Monday, May 7, 2012


Greece and France send markets into the red

AFP PHOTO / Angelos Tzortzinis
With Greece obviously ungovernable after yesterday's elections that turned out an  fragmented political landscape, and François Hollande's victory in the the presidential race in France, European capital markets opened today with heavy losses.
The Athens stock exchange started at 8.5% down, with the rest of bourses losing up to 2%. The euro also lost some ground.
Basically, the worst case scenario for the financial markets, came this Monday (7May).
Later on in the day, however, losses were diminishing. Investors are now worried about the future of the Eurozone, fearing that Greece may return to the December 2011/January 2012 dead ends, and France under Hollande will want to add a growth chapter to the Fiscal Pact, a prospect which might lead to new deficits.
It is possible that all this may lead to a relaxation of the austerity policies inspired by Berlin. The European political horizon is becoming all the more foggy, with uncertainty taking hold one country after the other. During last week analysts were drafting scenarios for Monday 7 May, saying that the worst could come from Athens. But lets take one thing after the other.
Elections
The victory of François Hollande does not represent a major threat to financial markets. What the new occupant of the Champs Elysée will be pressing for is the Brussels and Berlin dignitaries to accept is an addendum to the Fiscal Pact. Not to demolish it.
Hollande made central the idea of growth in his electoral rhetoric, and voters approved it. In reality this narrative about the economy, with growth to be added to fiscal deficit cuts, is not being denied by anybody. Who wouldn't prefer the current Eurozone to grow? It goes without saying that growth will make things easier in addressing the phantasm of sovereign debt. The difficult thing, however, is how to achieve it?

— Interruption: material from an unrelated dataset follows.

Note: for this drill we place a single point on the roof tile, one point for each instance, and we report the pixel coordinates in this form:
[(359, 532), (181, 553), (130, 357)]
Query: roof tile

Germany has already rejected the idea of implementing new growth policies by increasing public spending and, consequently, public debt. Everybody knows that there are no more willing investors in the capital markets to finance more government spending by buying up more sovereign debt. Only the ECB can do that, but this will entail inflation risks. Nor is easy to mobilise direct private investments in infrastructure projects by using as catalyst the European Investment Bank's borrowing abilities.
There are limits to what more EIB can borrow, and retain its triple A rating, however.
Last but not least, the political forces which promote the idea of growth in France and Greece, are not ready to apply supply-side economic measures, by relaxing labour market protective legislation aiming at reducing labour cost to businesses. Nor is it feasible to cut down on social contributions to achieve the same end because the dreadful financial status of pension funds does not permit that. In short, the notion of growth is very attractive discussing it, but very difficult to see how it can be achieved. At the end, under the pressure of Paris, the Brussels and Berlin decision makers will presumably agree to draft a new chapter in the Fiscal Pact, to promote economic growth. But the means to achieve it will be very limited and the final outcome will not be of importance. Unfortunately at the same time the problems in confronting the Eurozone periphery's sovereign debt and the drive for the recapitalisation of the banks are posing grave problems. The European Financial Stability Facility (EFSF) had to give to Greek banks €28 billion last week, in order the Greek lenders to confront the fast worsening rates of bad debts. Sources in Athens say that one out of five bank loans in Greece is not served and the lenders try to cover parts of it by according rescheduling on demand. This brings us to beautiful shores of Greece.
Greece
Yesterday the Greek electorate denied to give a viable solution by deeply fragmenting the political landscape. Voters punished the two mainstream political parties, the socialist Pasok and the centre-right New Democracy, for bringing the country to this desperate situation and voted for extremists on both sides of the political spectrum.
The neo-Nazi Golden Dawn party, until yesterday a marginal group of bullies, got 7% and 21 deputies in a house of 300, while another quite new extreme right wing formation of 'Independent Greeks' got 10.5% and 33 deputies. The same attitude of protest send a small until yesterday left wing party, under its youth leader Alexis Tsipras, to the second place (main opposition) with 16.8% of ballots and 52 deputies. The once-mighty socialist Pasok came third with 13.2% and 41 deputies. New Democracy was voted first with 18.9% and 103 deputies. In this way, the much hoped-for by Brussels and Berlin coalition government of Pasok-ND, is not possible. Those are the two main parties which support the terms of the second Memorandum of Understanding the country signed last March with its creditors EU-ECB-IMF, and obviously they were punished for applying the austerity going with it.
As things stand now the political future in Greece is quite unpredictable. The first costs to the rest of the Eurozone are being already born by the EFSF. There will be more because the Greek banks will be using this as collateral to raise more money from the ECB. In any case, Athens is again entering a period of unpredictability, with costly repercussions to rest of the Eurozone, primarily to be born by the financial support mechanisms and by raising the borrowing cost for Spain and Italy. However the possibility of Greece willingly leaving the Eurozone is minimal. Only the Greek Communist Party (8.5% and 26 deputies) openly supports this prospect.